You only have to ask yourself: why has there never been an entirely privately funded high-speed rail project? Even by the standards of high-speed rail, HS2 is extravagant. French railways spent £22 million per mile on the high speed line from Paris to Strasbourg, which opened in 2007. The Frankfurt to Cologne line cost £60 million per mile and HS1 £80 million per mile. Yet at the latest costings of £42 billion, HS2 will work out at £121 million per mile. The extra cost is partly down to the higher population density of the English countryside, which requires more expense in compulsory purchase orders, but partly because it has been over-engineered. High-speed lines in France and most European countries run to an operating speed of 190 mph. HS2, by contrast, has been designed to 225mph, adding significant costs since the curves must be significantly less sharp.

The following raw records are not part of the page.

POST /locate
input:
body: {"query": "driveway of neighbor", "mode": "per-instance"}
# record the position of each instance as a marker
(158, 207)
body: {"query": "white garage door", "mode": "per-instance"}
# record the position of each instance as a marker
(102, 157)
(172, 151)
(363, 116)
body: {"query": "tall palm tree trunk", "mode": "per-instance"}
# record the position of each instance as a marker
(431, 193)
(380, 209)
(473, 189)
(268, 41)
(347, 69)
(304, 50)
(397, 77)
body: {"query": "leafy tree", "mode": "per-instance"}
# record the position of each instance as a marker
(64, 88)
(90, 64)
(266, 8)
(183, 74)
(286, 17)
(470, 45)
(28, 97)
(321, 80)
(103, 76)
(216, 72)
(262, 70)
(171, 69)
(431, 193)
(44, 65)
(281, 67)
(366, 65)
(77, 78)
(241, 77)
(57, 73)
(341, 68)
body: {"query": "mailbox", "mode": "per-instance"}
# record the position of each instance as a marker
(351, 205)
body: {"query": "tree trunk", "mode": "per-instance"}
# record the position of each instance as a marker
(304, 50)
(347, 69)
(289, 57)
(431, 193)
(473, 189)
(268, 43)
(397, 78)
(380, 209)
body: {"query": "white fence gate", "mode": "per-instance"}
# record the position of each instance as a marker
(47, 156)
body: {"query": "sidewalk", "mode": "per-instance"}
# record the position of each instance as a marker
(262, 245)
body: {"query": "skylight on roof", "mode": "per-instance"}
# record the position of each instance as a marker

While TGV trains into Paris run on existing railway lines, the plans for HS2 involve lengthy tunnelling beneath London and the rebuilding of Euston station.

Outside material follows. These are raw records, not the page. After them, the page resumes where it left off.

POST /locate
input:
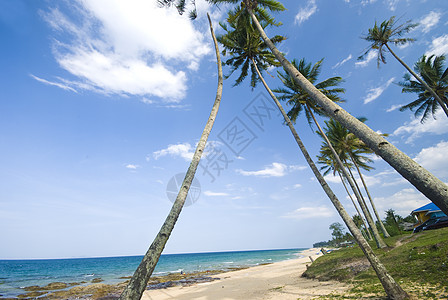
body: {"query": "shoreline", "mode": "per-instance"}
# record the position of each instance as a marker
(96, 290)
(279, 280)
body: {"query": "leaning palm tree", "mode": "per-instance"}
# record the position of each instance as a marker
(431, 71)
(390, 32)
(300, 101)
(137, 285)
(392, 289)
(422, 179)
(326, 159)
(350, 148)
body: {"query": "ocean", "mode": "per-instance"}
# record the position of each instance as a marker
(17, 274)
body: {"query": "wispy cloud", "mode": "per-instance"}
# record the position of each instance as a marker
(429, 21)
(342, 62)
(414, 129)
(374, 93)
(306, 12)
(394, 107)
(184, 151)
(132, 167)
(439, 46)
(274, 170)
(434, 159)
(215, 194)
(112, 47)
(310, 213)
(370, 56)
(58, 84)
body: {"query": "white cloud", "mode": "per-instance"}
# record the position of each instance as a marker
(215, 194)
(414, 129)
(310, 212)
(429, 21)
(332, 178)
(374, 93)
(306, 12)
(59, 85)
(127, 48)
(342, 62)
(184, 151)
(370, 56)
(365, 2)
(297, 168)
(273, 170)
(394, 107)
(434, 159)
(403, 202)
(132, 167)
(392, 4)
(439, 46)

It is as if the government has said to itself: ‘Look, we were late on to the high-speed rail bandwagon. Let’s make up for it by building a line that is even faster.’ It ignores the fact that British cities are packed more closely than those in France, German and Spain and therefore do not require such rapid trains to get their inter-city journey times to below the three hours or so at which rail becomes competitive with air travel.

That HS2 seems to have persisted is a symptom of how insular our politicians have become. HS2 will only ‘transform’ the geography of Britain if you live the lifestyle of a government minister or senior civil servant. If you are based in London and need to make occasional forays to our half-dozen largest cities, it genuinely will transform your working life. George Osborne, who is the government’s biggest cheerleader for the project, will be able to buzz backwards and forwards to his Cheshire constituency with ease. He won’t even suffer the wrath of constituents — thanks to a £600 million detour, the proposed line will bypass the affluent towns of Knutsford and Wilmslow.

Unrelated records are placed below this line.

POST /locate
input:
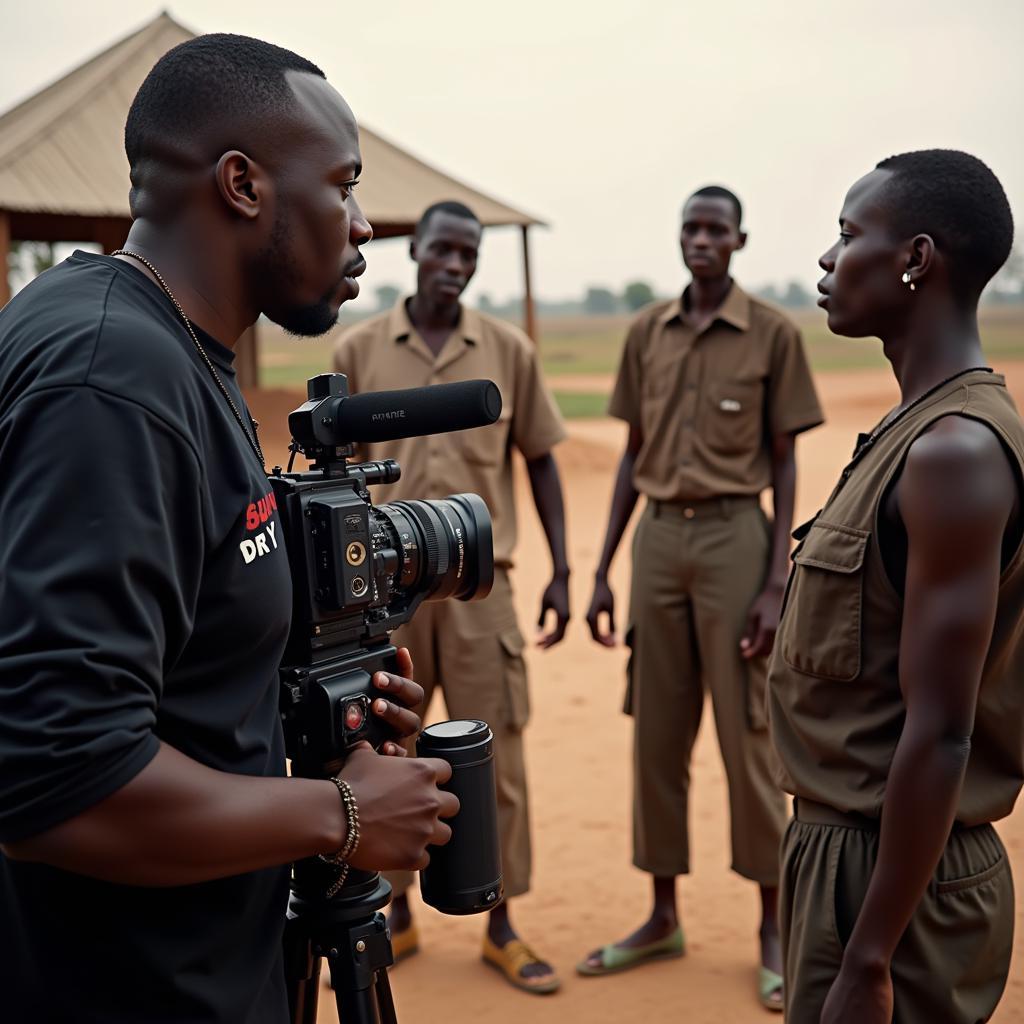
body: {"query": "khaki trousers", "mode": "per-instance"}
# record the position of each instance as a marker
(696, 569)
(472, 651)
(953, 958)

But what does HS2 have to offer Doncaster, Stoke-on-Trent, Coventry and other towns that have good rail services now but will be bypassed by the new line? Never mind the nimbys of the Chilterns, who have had far too loud a voice in the HS2 debate; just watch the protests of dozens of towns and cities in the Midlands and the north when they learn they will lose rapid, direct services to London.

Anyone reading the above might come to the conclusion that I don’t like trains. Actually, the opposite is true. There is no finer way to travel. I feel childishly excited even at the sight of an inter-city train. But the figures, I am afraid, are compelling. I cannot understand why George Osborne and other senior figures in the coalition did not, when presented with the plans for HS2, say to the promoters: ‘That looks wonderful. Now go away and come back when you have worked out how to do it at a third of the price, whether by cutting the speed, doing without the tunnelling, having fewer fancy stations or whatever.’

Their failure to challenge the costs at the outset will ultimately doom the project. It will prove impossible, even in a nation of train-lovers.